A volte, la stessa potente facoltà immaginativa, soltanto per mezzo della sua azione, è in grado di affliggere immediatamente il corpo nelle sue qualità e movimenti. Addirittura, (come affermano i teologi), può accadere che i demoni, grazie alla loro mera immaginazione, senza alcun strumento o azione di sorta, creino dappertutto oggetti meravigliosi con la velocità che desiderano, emettendo potenti raggi. Spesso infatti, a causa del moto della loro immaginazione, rivelano forme esteriormente meravigliose a coloro che sono in grado di percepirle.

(Ficino, “In Plotinum”, 1688)

A questo punto è importante sottolineare che nella tradizione neoplatonica l’immaginazione era spesso identificata con il veicolo dell’anima, chiamato in greco ochêma. Si trattava di un corpo astrale, non composto da materia ma nemmeno immateriale, che l’anima acquisiva durante la sua discesa attraverso le sfere celesti. Porfirio, ad esempio, aveva affermato che come i demoni possono cambiare la loro apparenza secondo le forme della loro immaginazione, così l’anima, per mezzo del proprio immaginare, può dare una forma differente al suo corpo spirituale (Ad Gaurum, VI, 6-11 e XI.3; De Abstinentia, II.42). Sinesio descrisse il veicolo dell’anima come il primo strumento dell’immaginazione, ovvero la superficie pneumatica sulla quale le forme immaginative erano impresse e trattenute (De somniis, VII). Psello, infine, aveva parlato di un’analogia presente in natura fra i corpi spirituali dei demoni e i veicoli delle nostre anime (De operatione daemonum, 323-32). Ficino fu fortemente influenzato da questa tradizione, e certamente credette al legame tra i demoni esterni, il veicolo dell’anima e la facoltà immaginativa.

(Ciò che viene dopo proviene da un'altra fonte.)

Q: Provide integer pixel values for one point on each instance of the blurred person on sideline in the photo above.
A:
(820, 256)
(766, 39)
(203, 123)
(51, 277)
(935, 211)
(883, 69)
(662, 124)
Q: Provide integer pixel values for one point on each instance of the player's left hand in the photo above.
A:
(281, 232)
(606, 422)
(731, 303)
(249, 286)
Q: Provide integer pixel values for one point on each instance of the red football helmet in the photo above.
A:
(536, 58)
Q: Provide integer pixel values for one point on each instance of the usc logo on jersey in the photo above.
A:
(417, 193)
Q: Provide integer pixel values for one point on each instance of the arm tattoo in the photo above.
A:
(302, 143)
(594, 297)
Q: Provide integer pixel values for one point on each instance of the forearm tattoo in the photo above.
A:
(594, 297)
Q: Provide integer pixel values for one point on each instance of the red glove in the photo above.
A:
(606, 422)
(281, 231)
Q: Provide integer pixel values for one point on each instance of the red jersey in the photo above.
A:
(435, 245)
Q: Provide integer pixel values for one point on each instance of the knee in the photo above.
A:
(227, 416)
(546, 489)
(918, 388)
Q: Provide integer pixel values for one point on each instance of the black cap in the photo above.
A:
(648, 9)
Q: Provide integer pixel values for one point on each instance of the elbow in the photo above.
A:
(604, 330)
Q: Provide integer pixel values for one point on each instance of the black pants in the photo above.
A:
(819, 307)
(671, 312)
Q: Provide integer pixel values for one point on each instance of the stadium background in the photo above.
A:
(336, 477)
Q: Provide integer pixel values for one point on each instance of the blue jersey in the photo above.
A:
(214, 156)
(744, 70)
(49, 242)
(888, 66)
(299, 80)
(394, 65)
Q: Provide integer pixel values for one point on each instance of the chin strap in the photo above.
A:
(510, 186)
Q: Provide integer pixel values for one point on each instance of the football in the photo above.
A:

Eppure, come abbiamo visto, anche la ragione e l’intelletto, sebbene in minor grado, possono finire sotto l’influenza dei demoni. Tuttavia, mentre queste alte facoltà dell’anima sono influenzate dai demoni superiori che operano con discrezione senza esercitare nessun potere reale, l’immaginazione è vulnerabile ai giochi di alcuni fra i demoni più scaltri, quelli che abitano nelle regioni nebbiose dell’atmosfera e che, secondo Ficino, tengono prigionieri i loro adoratori attraverso la profezia e l’inganno (“In Plotinum”, 1614). Un ulteriore aspetto della natura “demonica” dell’immaginazione, pertanto, era la sua suscettibilità all’intervento dei “più demonici” fra i demoni, che distorcono la nostra attitudine a riflettere la realtà esterna invadendo la nostra anima con le forme del loro perverso immaginare.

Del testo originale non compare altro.